Evaluation of the transfusion treatment should be a priority in order to rationalize the transfusion therapy. At each transfusion, pre and post transfusion Hb should be recorded, the weight and hematocrit of the blood transfused should be monitored. Serum ferritin, liver function tests, growth monitoring, cardiac and endocrinal evaluation should be done at regular intervals. A chart as shown in Fig. 1 should be maintained for each child. Important transfusion indices should be calculated yearly. The most useful indicators of appropriate management are:

(i) Annual mean Hb level: Average of the mean pre and mean post transfusion Hb.

(ii) Annual pure red cell consumption (ml/kg/year)

Total wt (g) of blood given X Mean hematocrit (%)

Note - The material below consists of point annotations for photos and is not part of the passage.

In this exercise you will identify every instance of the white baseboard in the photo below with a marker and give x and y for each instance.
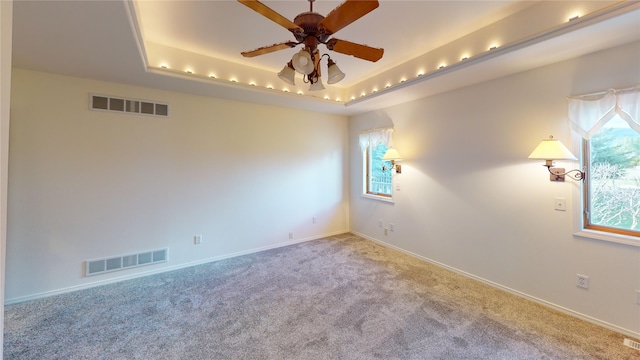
(562, 309)
(164, 269)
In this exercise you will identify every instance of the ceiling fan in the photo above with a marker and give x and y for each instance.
(311, 29)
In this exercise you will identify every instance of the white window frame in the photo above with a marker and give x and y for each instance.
(579, 229)
(365, 152)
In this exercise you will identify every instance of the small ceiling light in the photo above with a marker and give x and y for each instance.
(392, 155)
(552, 149)
(334, 73)
(287, 74)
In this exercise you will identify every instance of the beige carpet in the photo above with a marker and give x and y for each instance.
(341, 297)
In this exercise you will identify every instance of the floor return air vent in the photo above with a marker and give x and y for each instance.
(632, 344)
(115, 263)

= _________________________________________

Patient's body weight (in mid-year) X 1.08*

(*represents density of pure red cells)

Fig.1. Paitent Record

Annual pure red cell consumption should not exceed 180 ml or a maximum of 200 ml/kg/yr. An increased value indicates development of hypersplenism or red cell antibodies.

B. Iron Chelation

Iron overload occurs from two sources namely transfused blood and enhanced gastro-intestinal tract iron absorption. Cumulative iron stores are also related to number of transfusions. Each unit of packed red cells provides 200-250 mg of iron and by 10 years of age about 20-30 g iron gets deposited in various parts of the body. Iron overload leads to liver fibrosis, cardiomyopathy and dysfunction of endo- crine organs. Without iron chelation, a well- transfused thalassemia patient dies between the age group of 10-25 years, ususally secondary to cardiac failure. There are various means by which iron overload can be estimated: (a) Serum ferritin estimation is the easiest and most widely used method of evaluating iron overload. Mean serum ferritin levels directly correlate with the cardiac status of the patient. Six monthly estimation of serum ferritin is recommended for appropriate monitoring of iron stores(4). However it is now being recognized that reliance on this test alone may lead to errors in management; changes in body iron account for little more than half the variation in serum ferritin concentrations(10); (b) Hepatic iron content can be assessed from biopsied liver tissue. The measurement of hepatic iron store, whose concentrations have been shown to correlate highly with total body iron stores, provide the most quantitative, specific, and sensitive method of evaluating iron burden in thalassemic patients(11). Determinations of hepatic iron concentrations from biopsied liver tissue obtained with ultrasonographic guidance is safe and permits rational adjustments in iron chelating therapy(12). Being an invasive proce-dure this is not routinely done; (c) Superconductive Quantum Interference Device (SQUID) biosusceptometry is another reliable noninvasive method of monitoring iron stores(13). However, this facility is not easily available; (d) Magnetic resonance imaging (MRI) can also be used to evaluate iron overload though the results are not very accurate(14).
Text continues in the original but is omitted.